Agbogbloshie is NOT, as Anane says on film, on the "outskirts" of Accra. It is visible on Google maps, nine minutes from the capital city's finest hotels and shopping malls, in the very heart of Accra.
Pollution in Accra is not a hoax, but its sources have all been tracked for decades. Most of the pollution is from industry upstream from Agbogbloshie, and most of the lead in the soil is from automobile scrap, which is most of the material in Agbogbloshie.
The scene of the "crime" is where you find "habeus corpus"... show the body, show the evidence a crime was committed.
What we found in Agbogbloshie effectively exonerates Daniels, Benson, and Ogbonnaya. If it implicates anyone at all, it is Puckett and Anane, who have repeatedly doubled down on a story...
WHICH
THEY
CHARGE
MONEY
TO
TELL....
And none of the money goes to the scrappers whose photos you use.

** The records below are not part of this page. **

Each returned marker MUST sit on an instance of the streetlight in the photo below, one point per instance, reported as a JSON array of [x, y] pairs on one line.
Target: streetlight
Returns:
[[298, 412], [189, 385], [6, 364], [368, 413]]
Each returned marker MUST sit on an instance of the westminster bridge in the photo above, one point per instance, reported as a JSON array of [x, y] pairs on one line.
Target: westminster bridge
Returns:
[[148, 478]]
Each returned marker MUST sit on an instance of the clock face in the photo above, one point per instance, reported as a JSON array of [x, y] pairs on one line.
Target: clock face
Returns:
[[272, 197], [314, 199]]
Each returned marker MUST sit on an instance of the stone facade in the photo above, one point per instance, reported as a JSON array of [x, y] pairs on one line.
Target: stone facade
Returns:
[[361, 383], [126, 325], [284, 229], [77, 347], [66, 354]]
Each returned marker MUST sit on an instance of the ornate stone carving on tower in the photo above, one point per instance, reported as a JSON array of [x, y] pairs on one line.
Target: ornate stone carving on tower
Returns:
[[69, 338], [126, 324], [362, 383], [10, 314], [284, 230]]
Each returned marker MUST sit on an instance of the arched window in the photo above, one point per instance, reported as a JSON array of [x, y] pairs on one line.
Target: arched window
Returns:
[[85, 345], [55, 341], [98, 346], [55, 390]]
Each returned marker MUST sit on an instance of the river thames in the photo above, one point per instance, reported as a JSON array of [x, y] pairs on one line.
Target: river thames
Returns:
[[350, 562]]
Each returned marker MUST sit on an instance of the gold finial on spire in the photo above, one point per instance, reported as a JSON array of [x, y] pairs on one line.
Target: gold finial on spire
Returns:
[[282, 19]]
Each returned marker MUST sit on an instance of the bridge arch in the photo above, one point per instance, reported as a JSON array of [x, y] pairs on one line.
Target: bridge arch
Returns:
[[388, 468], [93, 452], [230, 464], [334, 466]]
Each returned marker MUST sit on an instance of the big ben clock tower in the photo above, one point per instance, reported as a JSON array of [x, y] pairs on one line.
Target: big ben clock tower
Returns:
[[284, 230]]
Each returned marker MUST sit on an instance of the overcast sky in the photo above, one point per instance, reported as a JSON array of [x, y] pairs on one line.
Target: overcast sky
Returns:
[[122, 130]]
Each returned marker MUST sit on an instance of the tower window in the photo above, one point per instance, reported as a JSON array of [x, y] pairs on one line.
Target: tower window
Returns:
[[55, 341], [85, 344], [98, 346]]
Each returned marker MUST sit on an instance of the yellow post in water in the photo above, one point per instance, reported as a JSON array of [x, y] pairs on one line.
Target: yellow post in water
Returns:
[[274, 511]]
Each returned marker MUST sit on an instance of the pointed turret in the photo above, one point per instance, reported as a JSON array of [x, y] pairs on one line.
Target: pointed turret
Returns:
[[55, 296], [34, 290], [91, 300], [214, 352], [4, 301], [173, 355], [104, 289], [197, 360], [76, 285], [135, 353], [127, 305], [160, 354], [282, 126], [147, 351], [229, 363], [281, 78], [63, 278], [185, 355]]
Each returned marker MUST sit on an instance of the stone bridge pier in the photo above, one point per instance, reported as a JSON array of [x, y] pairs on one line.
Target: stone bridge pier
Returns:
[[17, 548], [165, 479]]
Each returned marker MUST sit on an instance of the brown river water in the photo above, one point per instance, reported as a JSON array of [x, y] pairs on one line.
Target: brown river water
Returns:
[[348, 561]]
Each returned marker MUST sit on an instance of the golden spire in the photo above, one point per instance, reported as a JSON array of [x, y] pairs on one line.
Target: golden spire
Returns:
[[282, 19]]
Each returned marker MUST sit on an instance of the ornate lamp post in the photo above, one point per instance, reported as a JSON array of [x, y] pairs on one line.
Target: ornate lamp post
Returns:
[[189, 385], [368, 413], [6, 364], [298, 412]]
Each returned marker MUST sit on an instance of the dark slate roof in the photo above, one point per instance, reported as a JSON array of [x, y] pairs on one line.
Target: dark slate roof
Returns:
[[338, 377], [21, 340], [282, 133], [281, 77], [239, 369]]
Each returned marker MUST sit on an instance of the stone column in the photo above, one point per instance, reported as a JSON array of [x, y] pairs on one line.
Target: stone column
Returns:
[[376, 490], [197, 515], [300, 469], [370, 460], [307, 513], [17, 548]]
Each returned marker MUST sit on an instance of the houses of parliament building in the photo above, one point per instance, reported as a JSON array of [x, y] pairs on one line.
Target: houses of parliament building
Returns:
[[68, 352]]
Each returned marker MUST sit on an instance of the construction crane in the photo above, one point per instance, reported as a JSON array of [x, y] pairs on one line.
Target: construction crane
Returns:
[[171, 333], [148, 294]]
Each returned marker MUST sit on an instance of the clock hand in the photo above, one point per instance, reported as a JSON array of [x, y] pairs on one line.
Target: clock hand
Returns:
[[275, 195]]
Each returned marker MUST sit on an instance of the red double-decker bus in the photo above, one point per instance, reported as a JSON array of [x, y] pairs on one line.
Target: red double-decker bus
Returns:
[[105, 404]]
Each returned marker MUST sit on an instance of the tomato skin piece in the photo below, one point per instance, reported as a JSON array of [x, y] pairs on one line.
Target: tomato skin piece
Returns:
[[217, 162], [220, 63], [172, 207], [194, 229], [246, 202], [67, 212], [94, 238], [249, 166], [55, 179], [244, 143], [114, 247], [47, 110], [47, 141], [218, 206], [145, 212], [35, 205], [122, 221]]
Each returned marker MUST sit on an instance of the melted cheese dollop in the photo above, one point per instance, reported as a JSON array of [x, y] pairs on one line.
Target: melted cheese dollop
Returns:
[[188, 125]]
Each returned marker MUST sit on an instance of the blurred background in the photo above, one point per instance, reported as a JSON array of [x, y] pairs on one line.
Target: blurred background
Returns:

BBC Panorama, if you have an ombudsman, get Raphael Rowe to tell you if Anane charged money. And get him to ask which importer in Ghana they interviewed. Then contact Jacopo Ottaviana of #ewasterepublic and compare their story.
There is a far more interesting story to be told. Africa's Tech Sector, knitting cities together with teledensity the same way that the Asian Tigers did, by repairing and patchworking together the "good enough market". The importers are Africa's BEST AND BRIGHTEST. They are not ophans to be saved by the #charitableindustrialcomplex.
I've repeatedly tried to reach Row @areporter via twitter. Puckett and Anane may be telling Rowe that I'm some kind of mentally imbalanced person.
Remember what people in the town called Atticus Finch.